Se diventiamo consapevoli che il male fatto agli altri è un male fatto a noi stessi, abbiamo la possibilità di mostrare a chi sbaglia che agendo in un certo modo va in contraddizione con sé stesso e quindi non gli è conveniente diventare un persecutore che esercita violenza verso gli altri esseri umani.

Socrate ha perfettamente messo a fuoco il problema quando ha affermato che è meglio subire un torto, piuttosto che compierlo. Alla fine, chi umilia l’altro, lo ferisce, usa violenza, diventa un persecutore, una rotella di un sistema oppressivo, un delatore, fino a essere un carnefice non può essere una persona felice. Il dominio sull’altro e l’esercizio della violenza arreca danno alla propria personalità e fa vivere un’esistenza distorta. Etty Hillesum nel campo di concentramento con straordinaria sensibilità provava pena per l’infelicità del suo carceriere.

Così attraverso le pratiche dei Giardini si può insegnare ai giovani a correggere i comportamenti dei loro compagni che hanno atteggiamenti bullisti verso i più deboli, manifestano il disprezzo verso i diversi, si lasciano andare al razzismo, fino a usare la violenza verso gli altri. Sono questi i primi segni del male nella quotidianità che possono sfociare in eventi più gravi.

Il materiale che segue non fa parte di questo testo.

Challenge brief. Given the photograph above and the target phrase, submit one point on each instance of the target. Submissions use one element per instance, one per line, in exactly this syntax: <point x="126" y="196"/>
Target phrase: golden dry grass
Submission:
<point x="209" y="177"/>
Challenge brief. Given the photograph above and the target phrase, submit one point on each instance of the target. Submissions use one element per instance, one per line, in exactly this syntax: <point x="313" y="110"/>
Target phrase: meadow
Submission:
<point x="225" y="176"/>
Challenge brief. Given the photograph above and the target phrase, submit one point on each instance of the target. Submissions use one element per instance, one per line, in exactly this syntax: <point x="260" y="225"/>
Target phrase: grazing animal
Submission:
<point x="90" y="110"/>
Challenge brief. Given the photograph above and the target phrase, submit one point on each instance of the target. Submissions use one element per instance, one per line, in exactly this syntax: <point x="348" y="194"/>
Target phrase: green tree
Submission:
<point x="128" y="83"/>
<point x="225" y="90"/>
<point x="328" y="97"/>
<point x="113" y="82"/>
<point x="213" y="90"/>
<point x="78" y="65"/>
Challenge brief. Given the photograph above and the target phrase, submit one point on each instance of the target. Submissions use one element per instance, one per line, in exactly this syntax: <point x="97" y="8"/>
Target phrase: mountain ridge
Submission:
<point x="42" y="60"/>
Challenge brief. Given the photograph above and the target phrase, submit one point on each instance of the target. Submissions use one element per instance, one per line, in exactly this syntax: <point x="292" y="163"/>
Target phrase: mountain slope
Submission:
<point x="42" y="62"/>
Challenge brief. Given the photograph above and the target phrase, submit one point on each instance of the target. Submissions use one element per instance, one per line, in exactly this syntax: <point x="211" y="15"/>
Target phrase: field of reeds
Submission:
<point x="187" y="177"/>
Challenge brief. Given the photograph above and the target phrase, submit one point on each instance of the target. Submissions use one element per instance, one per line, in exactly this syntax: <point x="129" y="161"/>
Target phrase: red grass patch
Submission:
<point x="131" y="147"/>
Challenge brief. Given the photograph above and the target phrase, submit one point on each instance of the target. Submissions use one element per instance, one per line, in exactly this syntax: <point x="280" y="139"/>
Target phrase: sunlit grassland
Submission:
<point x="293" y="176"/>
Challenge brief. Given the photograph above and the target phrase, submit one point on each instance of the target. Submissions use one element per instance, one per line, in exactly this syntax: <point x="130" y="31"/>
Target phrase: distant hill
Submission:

Con la persuasione e la convinzione si ha la possibilità di fermare, nella sua genesi, un meccanismo che potrebbe portare in determinate circostanze al male estremo.

Ma come si insegna alle persone a superare la paura e a non farle sentire sole in un impegno personale di fronte alle ingiustizie?

Tutti noi sentiamo il peso della nostra fragilità e inadeguatezza. Pensiamo il più delle volte che un nostro gesto possa essere inutile, inefficace e non seguito da nessuno. È questo il vero miracolo dei Giardini dei Giusti. Essi mostrano con gli alberi dedicati alle persone buone di ogni tempo che esiste, come scriveva Giacomo Leopardi, ne La ginestra, «una social catena di fratellanza e solidarietà, di cui ognuno può essere parte».

La fragilità dell’individuo si supera nella partecipazione a una rete che crea, come osservava Vaclav Havel, il fondatore di Charta 77, il potere dei senza potere che insieme possono scuotere il mondo.

La costruzione dei Giardini dei Giusti rende visibile a tutti la grande catena del bene e ci mette in relazione con le donne e gli uomini di ogni tempo e di ogni luogo che, con modalità diverse, ci hanno mostrato la bellezza della persona buona.

I Giardini dei Giusti sono anche una terapia contro la nostra solitudine.